LA PREMIERE ITALIANA DE “LE SAMOURAÏ” (1968) DI MELVILLE

Il 29 febbraio 1968 esce a Roma un film che fa la data del cinema polar-noir francese, ossia Le Samouraï, distribuito in Italia col titolo Frank Costello faccia d’angelo, scritto e diretto nel 1967 dal regista francese Jean-Pierre Melville e interpretato da Alain Delon. 

    È forse uno dei punti più elevati del polar (connubio, alla francese, dei generi poliziesco e noir). In effetti, sin dalla frase che appare all’inizio (“Non esiste solitudine più profonda del samurai, se non quella della tigre nella giungla”) e che spiega il titolo originale (Le Samouraï), è evidente l’ispirazione di Melville, da sempre ambasciatore del cinema americano in Francia a quel modello di “killer esistenziale”, di cui Renato Venturelli (in L’età del noir, 2007) individua il prototipo nel Philip Raven, interpretato da Alan Ladd, in Il fuorilegge di Frank Tuttle, ispirato al romanzo Una pistola in vendita di Graham Greene. (“…non il gangster come esponente della malavita organizzata o comunque come criminale immerso in un preciso quadro sociale, ma assassino solitario che si distacca anche dagli abituali connotati etnici per risolvere il suo tragitto in un personale confronto con la morte”).

    Frank Costello (Jef nella versione originale), killer solitario, uccide su commissione il padrone di un night. Preciso e determinato, si costruisce un alibi inattaccabile costruito in due fasi distinte, grazie anche all’aiuto della sua fidanzata Jane Lagrange (Nathalie Delon). Nel night viene però visto dalla pianista Valérie (Cathy Rosier) proprio dopo avere commesso il crimine. Stranamente lei lo copre, facendo finta di non riconoscerlo durante l’interrogatorio. Frank viene anche aiutato da Jane, che testimonia come i due siano stati insieme nell’orario dell’omicidio, e viene inoltre riconosciuto da Wiener, che così ne conferma l’alibi quale amante di Jane.

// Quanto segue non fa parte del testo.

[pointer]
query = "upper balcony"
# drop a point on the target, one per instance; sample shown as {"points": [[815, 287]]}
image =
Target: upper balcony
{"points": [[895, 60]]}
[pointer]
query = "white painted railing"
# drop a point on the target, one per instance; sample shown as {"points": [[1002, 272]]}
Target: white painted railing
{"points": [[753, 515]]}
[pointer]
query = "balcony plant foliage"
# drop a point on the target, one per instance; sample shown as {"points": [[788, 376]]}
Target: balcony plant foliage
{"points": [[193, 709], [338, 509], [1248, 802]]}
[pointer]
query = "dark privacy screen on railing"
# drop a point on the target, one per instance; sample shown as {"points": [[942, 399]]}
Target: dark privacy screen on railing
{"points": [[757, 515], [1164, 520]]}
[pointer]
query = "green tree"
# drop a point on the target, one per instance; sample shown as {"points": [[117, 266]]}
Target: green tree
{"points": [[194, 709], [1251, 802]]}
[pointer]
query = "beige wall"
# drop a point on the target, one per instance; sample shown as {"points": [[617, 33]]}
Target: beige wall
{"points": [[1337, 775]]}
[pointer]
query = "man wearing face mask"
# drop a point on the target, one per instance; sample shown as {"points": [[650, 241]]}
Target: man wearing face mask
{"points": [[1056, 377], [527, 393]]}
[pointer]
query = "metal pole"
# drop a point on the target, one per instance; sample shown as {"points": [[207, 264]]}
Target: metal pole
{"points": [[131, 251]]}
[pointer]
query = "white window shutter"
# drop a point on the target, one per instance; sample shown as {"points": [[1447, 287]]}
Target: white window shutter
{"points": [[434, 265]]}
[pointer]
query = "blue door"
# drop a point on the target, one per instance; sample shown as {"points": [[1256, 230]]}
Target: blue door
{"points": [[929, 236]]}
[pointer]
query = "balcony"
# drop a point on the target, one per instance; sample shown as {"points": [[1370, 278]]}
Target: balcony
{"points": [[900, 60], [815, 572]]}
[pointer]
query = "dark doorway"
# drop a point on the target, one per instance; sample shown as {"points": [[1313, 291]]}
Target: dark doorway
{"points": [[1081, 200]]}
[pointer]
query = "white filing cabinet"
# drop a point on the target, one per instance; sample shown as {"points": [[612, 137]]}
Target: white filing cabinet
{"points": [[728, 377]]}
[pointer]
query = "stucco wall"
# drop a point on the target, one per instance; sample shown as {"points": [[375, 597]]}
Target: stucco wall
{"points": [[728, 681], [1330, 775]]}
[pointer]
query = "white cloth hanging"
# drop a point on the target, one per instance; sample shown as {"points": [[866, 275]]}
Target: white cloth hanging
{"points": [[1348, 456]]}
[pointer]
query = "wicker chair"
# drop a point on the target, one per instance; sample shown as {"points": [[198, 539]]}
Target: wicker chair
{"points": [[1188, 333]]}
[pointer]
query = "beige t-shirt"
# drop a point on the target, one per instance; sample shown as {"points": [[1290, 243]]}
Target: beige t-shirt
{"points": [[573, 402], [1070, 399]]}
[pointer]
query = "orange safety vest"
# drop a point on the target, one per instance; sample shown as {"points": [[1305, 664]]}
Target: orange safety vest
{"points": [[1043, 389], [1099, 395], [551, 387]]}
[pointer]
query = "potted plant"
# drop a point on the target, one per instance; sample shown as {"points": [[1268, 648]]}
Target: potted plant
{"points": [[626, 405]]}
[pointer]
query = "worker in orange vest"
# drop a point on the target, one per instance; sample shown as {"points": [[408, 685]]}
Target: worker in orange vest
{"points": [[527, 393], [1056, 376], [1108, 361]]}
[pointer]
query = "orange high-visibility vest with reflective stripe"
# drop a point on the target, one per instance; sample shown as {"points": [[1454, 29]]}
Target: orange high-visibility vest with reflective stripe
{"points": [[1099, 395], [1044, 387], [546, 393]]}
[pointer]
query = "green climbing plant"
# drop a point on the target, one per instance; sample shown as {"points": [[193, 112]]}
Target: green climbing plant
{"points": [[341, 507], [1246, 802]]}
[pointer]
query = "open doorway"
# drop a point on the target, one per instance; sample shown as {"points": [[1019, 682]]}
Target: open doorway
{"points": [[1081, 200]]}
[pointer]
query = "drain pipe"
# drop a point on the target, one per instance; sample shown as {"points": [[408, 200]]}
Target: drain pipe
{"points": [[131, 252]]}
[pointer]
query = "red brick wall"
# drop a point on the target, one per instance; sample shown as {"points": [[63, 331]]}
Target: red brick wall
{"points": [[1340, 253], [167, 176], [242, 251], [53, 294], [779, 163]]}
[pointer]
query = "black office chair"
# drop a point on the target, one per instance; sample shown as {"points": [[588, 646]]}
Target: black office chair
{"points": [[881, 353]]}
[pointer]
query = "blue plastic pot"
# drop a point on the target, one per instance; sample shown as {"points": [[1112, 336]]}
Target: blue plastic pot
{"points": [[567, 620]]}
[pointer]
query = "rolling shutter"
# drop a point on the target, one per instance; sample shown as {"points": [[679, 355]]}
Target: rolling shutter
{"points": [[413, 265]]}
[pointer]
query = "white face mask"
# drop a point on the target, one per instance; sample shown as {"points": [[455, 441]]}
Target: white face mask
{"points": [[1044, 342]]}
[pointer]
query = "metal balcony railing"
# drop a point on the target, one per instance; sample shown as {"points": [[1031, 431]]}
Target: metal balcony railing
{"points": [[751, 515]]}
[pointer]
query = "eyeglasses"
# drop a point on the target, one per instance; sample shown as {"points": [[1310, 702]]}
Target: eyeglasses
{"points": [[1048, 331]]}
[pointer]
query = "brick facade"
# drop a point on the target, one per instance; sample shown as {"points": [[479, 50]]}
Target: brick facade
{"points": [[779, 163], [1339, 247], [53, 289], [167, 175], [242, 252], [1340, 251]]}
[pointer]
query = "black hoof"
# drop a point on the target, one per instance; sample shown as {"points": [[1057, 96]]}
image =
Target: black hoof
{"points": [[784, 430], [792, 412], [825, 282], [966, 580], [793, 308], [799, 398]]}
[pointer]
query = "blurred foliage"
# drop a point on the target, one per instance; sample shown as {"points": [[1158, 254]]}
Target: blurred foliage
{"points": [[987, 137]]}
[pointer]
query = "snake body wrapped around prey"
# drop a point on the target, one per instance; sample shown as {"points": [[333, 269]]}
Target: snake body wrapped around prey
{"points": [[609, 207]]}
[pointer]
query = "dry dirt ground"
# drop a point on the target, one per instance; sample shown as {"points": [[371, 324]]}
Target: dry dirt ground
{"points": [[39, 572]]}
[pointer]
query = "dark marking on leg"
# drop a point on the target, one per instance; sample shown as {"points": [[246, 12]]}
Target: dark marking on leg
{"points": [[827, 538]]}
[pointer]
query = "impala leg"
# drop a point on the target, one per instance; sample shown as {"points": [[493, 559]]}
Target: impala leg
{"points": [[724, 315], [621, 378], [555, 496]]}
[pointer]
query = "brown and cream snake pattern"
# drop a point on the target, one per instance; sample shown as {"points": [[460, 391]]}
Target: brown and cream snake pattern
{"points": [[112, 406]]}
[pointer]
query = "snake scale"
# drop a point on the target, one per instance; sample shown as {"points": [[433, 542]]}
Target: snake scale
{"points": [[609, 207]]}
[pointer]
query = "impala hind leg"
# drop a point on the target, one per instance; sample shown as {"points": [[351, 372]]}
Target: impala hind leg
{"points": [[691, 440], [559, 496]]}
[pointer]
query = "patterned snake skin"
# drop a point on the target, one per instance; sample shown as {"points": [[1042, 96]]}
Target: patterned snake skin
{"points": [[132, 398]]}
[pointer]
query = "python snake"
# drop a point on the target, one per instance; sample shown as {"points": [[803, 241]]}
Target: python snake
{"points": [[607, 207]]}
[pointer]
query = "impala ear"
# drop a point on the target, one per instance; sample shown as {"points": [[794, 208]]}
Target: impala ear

    Il film segna l’inizio della collaborazione tra Jean-Pierre Melville e Alain Delon che sarebbe continuata con I senza nome (1970) e Notte sulla città (1972), sino alla morte del regista.

    La tessitura del film è arricchita da riferimenti alla cultura giapponese. Così la sobria e perfezionistica ritualità dei gesti che introducono all’uccisione del gestore del night – ma che rimanda anche al Robert Bresson di Diario di un ladro o di Un condannato a morte è fuggito – o i guanti bianchi indossati da un ineffabile Alain Delon, prima di simulare, con un’arma scarica, l’esecuzione della pianista jazz Valerie e di essere crivellato dai colpi della polizia.

    Da segnalare il contributo di Henri Decaë, direttore della fotografia ed esponente di spicco della nouvelle vague, in questo film notturno, soprattutto nel pedinamento del protagonista negli oscuri anfratti in cui la tigre cerca di sottrarsi alla caccia dei lupi.

    Da ricordare che Frank Costello è un personaggio della criminalità italo americana esistito veramente che operava negli USA collaborando con altri famosi gangster della mafia. La sua biografia vera è molto diversa da quella del personaggio rappresentato in questo film, la cui storia viene trattata molto liberamente e non rispecchia la vita del vero Costello. Di fatto, il personaggio in originale si chiama Jef Costello.